By guest blogger Joseph Rickert.
I was very happy to be a part of the ACM Data Mining camp held last Saturday (November 13th) at eBay. It was a big day for discussing hot topics in data mining, Mahout, parallel SVMs etc, and also a pretty big day for R. Because Revolution Analytics was a sponsor for the camp, I got to give a three minute company pitch and was very pleased to have people applaud my “I ‘heart’ R” slide.
(A cynic might point out that “I heart R” was my last slide and people were just relieved that I was finished speaking – three minutes of listening to me being a significant time investment. However, since the I ♥ R stickers went flying off the table where sponsors were allowed to leave their collateral material; I do think that at least a few data miners are developing some affection for R.) In addition to my brief presentation, I led a session on manipulating large data sets in R in that was attended by maybe 100 people. I was expecting to run some code real -time for a group of about twenty or so, but found myself instead up at the podium in the large conference room. Some adjustment was necessary for the larger audience, but I did show Revolution’s RevoScaleR package running cubes (crosstabs) and regressions and plotting histograms etc. while working directly with the 123 million row airlines data set that was used in the 2009 ASA completion. I was very happy to show off Revolution R, and I was doubly pleased to find out later that, concurrent with my session, Tricia Hoffman and Mike Bowles were leading a session on R programming. Nothing could be more encouraging for an R enthusiast than the apparent necessity to have competing R sessions. Please have a look at the examples Tricia and Mike presented which are posted on the conference website.
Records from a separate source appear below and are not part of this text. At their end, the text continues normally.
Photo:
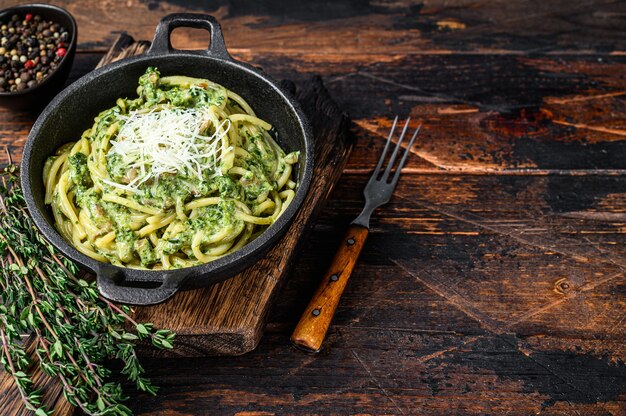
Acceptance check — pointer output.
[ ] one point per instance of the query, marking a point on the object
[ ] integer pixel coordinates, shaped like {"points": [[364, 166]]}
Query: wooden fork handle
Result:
{"points": [[314, 323]]}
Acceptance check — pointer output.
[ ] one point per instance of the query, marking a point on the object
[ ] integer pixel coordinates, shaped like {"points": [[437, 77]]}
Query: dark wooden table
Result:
{"points": [[493, 283]]}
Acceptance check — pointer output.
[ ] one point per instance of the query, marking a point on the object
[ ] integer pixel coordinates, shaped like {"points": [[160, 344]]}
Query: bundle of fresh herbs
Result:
{"points": [[76, 330]]}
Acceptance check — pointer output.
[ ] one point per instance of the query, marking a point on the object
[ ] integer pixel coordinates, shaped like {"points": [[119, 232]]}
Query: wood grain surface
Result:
{"points": [[493, 282]]}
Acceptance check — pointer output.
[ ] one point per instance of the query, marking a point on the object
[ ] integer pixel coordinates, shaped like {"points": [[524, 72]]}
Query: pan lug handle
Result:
{"points": [[114, 285], [161, 44]]}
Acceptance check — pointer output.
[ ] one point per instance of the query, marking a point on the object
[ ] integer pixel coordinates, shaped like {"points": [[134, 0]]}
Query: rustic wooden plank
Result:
{"points": [[445, 312], [548, 114], [349, 26], [492, 283]]}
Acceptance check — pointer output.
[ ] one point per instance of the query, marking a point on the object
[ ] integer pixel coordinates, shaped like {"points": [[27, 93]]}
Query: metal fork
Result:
{"points": [[314, 323]]}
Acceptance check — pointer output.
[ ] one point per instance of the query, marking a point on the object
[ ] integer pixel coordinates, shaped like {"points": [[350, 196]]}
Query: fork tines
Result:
{"points": [[392, 159]]}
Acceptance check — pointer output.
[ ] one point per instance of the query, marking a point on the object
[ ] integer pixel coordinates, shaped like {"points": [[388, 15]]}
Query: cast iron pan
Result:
{"points": [[73, 110]]}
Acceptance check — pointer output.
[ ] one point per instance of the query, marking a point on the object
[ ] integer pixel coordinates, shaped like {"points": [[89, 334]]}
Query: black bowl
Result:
{"points": [[36, 98], [72, 111]]}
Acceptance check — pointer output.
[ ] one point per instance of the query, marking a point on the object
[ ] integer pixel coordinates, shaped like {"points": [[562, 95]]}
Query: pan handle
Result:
{"points": [[161, 43], [114, 286]]}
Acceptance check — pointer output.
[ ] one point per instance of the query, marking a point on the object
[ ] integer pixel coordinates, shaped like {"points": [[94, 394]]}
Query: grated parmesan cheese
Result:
{"points": [[168, 141]]}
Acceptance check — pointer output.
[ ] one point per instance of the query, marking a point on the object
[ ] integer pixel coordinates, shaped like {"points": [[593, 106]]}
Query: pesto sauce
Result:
{"points": [[264, 163]]}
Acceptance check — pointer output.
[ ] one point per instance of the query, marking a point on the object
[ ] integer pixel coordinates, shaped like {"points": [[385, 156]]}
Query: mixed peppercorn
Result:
{"points": [[30, 50]]}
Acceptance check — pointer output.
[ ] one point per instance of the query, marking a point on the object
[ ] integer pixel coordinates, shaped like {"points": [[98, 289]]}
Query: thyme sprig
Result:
{"points": [[76, 330]]}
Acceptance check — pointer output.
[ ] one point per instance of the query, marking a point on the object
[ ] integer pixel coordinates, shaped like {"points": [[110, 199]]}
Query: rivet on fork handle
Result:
{"points": [[311, 330]]}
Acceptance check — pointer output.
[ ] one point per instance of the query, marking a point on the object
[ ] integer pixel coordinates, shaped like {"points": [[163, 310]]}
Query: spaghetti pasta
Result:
{"points": [[181, 175]]}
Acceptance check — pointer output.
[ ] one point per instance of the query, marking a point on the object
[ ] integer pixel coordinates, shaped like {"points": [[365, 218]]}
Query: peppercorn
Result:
{"points": [[31, 48]]}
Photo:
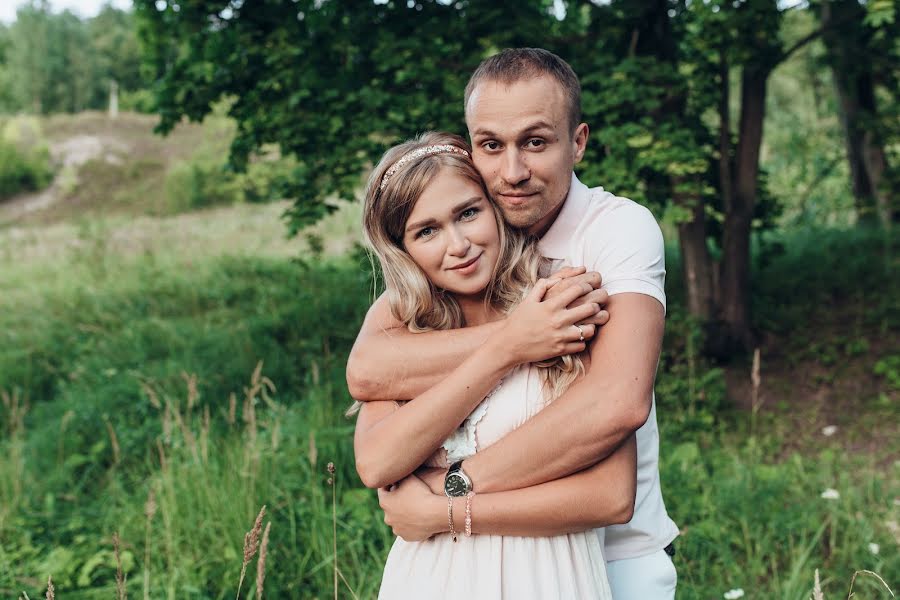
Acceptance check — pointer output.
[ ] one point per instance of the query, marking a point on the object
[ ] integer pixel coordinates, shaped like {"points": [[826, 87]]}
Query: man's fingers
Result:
{"points": [[581, 330], [574, 348], [582, 312], [599, 319], [565, 297]]}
I also attended the session where Anup Parikh presented Red-R and lead a discussion on user interfaces. Red-R has some very nice features. At the very least, I can see R developers using it to document the flow of their analyses. Finally, I spoke briefly with Stanford’s Susan Holmes who mentioned that basic proficiency in R was a requirement for the data mining course she is teaching. As part of an answer to a question that came up during the expert panel discussion, Susan compared learning data mining skills to learning to play the piano. I am paraphrasing here, but Susan made the point that you could learn to play music by studying music theory first, or with a little help, you could sit at the piano and try to pick out a tune. Continuing this theme, I think that playing with R might be a natural way to tune your data mining skills.